Hay miles de páginas escritas sobre Tlatelolco. Ya nadie puede agregar más. Lo cierto es que Álvarez Garín, como la Tita y la Nacha; como las madres que antes y hoy buscan a sus hijos e hijas; nos tiene que remitir desgraciadamente a esa etapa que se llamó Guerra Sucia, la guerrilla que se bifurcó por el país; las promesas democráticas imposibles en nuestro sistema económico. Pero él, como otros cientos de hombres y mujeres, existen para recordarnos, todos los días, que vale la pena estar frente a las injusticias sin miramientos, sin doblarnos, sin adocenarnos y sin descanso.

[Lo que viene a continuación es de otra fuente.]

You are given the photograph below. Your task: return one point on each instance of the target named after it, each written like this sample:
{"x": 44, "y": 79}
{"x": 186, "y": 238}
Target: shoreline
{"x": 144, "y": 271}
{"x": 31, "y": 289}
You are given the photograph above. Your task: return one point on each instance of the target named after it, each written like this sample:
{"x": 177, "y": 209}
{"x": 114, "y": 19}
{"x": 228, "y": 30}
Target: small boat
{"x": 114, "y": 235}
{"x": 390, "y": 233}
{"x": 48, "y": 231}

De 1968 a la fecha hay que lamentar los asesinatos encaminados a cientos de dirigentes, hombres y mujeres, que han luchado por la tierra urbana y rural; por los salarios y los derechos de las y los trabajadores; por las libertades democráticas de expresión y participación; por la infinita y permanente demanda de los derechos humanos de las mujeres; por el voto bien contado; por una educación democrática y plural; por el cese de la violencia y a las detenciones extrajudiciales; por la humanización de las cárceles; por la aparición de las y los desparecidos; por el cumplimiento del debido proceso; por el cese de la violencia contra las mujeres; por el derecho al aborto; por la plenitud de la vida.
Luchadores y luchadoras que han perdido a una de las personalidades más fantásticas y aleccionadoras que nos han dejado una huella en el corazón y la fuerza para conquistar, como decía Rosario Castellanos, otra manera de vivir, otra forma de ser, otro camino que recorrer, donde seamos iguales, libres y felices.